I came to Crime and Punishment straight off the back of War and Peace — because apparently I’ve decided that Russian literature is my entire personality now. After five years (yes, five years) grappling with Tolstoy’s sprawling epic, I expected another long-haul commitment. When I saw Dostoevsky’s “shorter” novel still clocked in at over 500 pages, I winced. But here’s the thing: I tore through it in a fortnight.
The difference is pace. Where Tolstoy feels like running a marathon through a vast, meticulously detailed landscape, Dostoevsky is a sprint through a haunted house. It’s claustrophobic, relentless, and over before you’ve caught your breath. Every chapter hooks into the next. Every page dares you to put it down. But you won’t.
The plot
At its heart, this is a story about a man who commits a murder and then spends roughly 500 pages falling apart because of it. Rodion Raskolnikov, our deeply questionable protagonist, is a broke former student who’s convinced himself he’s an “extraordinary” man — the sort who can bend moral rules. Armed with this self-serving philosophy, he murders a pawnbroker.
Spoiler: he is not, in fact, extraordinary.
What follows is a masterclass in psychological unravelling. Raskolnikov doesn’t get caught by some brilliant detective or a damning piece of evidence. He gets caught by his own mind. Guilt eats him alive, manifesting as paranoia, fever dreams, and a spectacular inability to hold a normal conversation. Dostoevsky drags you inside his crumbling psyche, and it is not a comfortable place to be.
Darker Than You’d Think (and Funnier Than You’d Expect)

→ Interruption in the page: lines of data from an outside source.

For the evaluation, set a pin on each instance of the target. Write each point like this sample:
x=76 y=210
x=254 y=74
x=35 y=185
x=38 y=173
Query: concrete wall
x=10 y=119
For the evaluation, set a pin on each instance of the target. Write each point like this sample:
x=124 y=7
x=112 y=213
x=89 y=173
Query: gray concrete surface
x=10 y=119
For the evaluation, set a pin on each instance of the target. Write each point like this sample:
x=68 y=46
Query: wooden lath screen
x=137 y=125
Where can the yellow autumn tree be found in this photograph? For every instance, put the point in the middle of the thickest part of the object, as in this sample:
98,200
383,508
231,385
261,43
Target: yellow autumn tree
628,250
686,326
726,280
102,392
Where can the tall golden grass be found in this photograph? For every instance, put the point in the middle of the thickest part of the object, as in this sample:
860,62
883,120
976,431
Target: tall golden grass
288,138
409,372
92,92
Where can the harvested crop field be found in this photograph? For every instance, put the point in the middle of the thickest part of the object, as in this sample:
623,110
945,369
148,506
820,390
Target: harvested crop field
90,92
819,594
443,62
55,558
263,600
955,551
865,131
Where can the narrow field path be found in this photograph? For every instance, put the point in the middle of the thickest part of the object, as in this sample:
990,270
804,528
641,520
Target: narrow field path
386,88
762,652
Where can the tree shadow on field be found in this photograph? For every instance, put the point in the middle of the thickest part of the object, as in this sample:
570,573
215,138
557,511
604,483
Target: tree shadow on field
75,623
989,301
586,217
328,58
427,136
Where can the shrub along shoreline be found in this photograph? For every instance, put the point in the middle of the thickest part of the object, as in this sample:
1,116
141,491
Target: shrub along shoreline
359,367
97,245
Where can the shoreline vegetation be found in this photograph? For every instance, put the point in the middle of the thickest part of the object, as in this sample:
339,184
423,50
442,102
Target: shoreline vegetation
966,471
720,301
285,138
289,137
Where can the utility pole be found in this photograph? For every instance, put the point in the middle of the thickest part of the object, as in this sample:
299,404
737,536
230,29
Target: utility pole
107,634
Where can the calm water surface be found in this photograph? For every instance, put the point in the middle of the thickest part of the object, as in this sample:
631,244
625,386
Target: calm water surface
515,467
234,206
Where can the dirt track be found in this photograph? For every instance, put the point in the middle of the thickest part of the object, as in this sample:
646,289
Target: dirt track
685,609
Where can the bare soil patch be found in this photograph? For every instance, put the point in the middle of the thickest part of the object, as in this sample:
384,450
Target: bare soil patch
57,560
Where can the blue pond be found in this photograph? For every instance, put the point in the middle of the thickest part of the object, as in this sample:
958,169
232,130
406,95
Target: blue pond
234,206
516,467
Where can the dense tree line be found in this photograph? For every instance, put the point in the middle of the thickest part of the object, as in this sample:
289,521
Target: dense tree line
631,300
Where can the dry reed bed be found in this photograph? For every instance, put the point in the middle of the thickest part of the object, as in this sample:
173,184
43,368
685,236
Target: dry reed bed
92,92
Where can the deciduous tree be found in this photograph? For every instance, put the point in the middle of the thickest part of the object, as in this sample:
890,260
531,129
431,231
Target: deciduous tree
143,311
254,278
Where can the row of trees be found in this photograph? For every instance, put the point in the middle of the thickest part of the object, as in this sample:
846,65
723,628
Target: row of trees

This is a bleak novel. But it’s also unexpectedly, grimly funny. There’s a dark comedy to Raskolnikov’s sheer uselessness as a criminal. He’s the sort of bloke who’d try to shoplift and forget to bring a bag. His panic, his botched cover-ups, his wild overreactions to the most innocuous questions — it’s almost farcical.
And then there’s the supporting cast. Marmeladov, the drunken civil servant, delivers monologues so melodramatic they’d make Shakespeare blush. Svidrigailov, the aristocratic creep, radiates the energy of that one person who always lingers too long at the pub and makes everyone uncomfortable. These characters aren’t just background noise, they’re mirrors for Raskolnikov, each reflecting a different shade of moral failure.
Is it still relevant today?
Dostoevsky wrote this in 1866, and somehow it doesn’t feel dated. His obsessions with guilt, redemption, and whether morality is universal or something the powerful get to opt out of, these are questions we’re still wrestling with. The prose is dense, yes, but it rewards patience. This isn’t the literary equivalent of eating your vegetables. It’s more like a rich, bitter espresso: intense, but you’ll want another cup.
There are no balls, no witty courtships, no happy endings tied up with a bow. But it’s the kind of book that burrows into your head and refuses to leave. Weeks later, you’ll catch yourself thinking about Raskolnikov’s theory of the extraordinary man and wondering, uncomfortably, what you’d have told yourself in his position.
The Verdict
What surprised me most was how much I recognised Raskolnikov. Not the murder, obviously — but the self-deception, the way he built an elaborate intellectual framework just to avoid admitting he’d made a terrible choice. I think most of us have done some version of that, on a much smaller scale. Dostoevsky makes you confront it, and that’s deeply uncomfortable.
I went into this expecting a classic. I came out with a book that genuinely changed how I think about guilt, justification, and the stories we tell ourselves. That’s not something I say often. If you read one Russian novel this decade, make it this one.
However, I think it’s time to try reading books from another country. Any ideas?
NB: I said I won’t read Russian literature again for a while.. well it’s now April 2026 and I’m back reading Dostoevsky again “Notes from the Underground”. I managed one year, six months, is that good?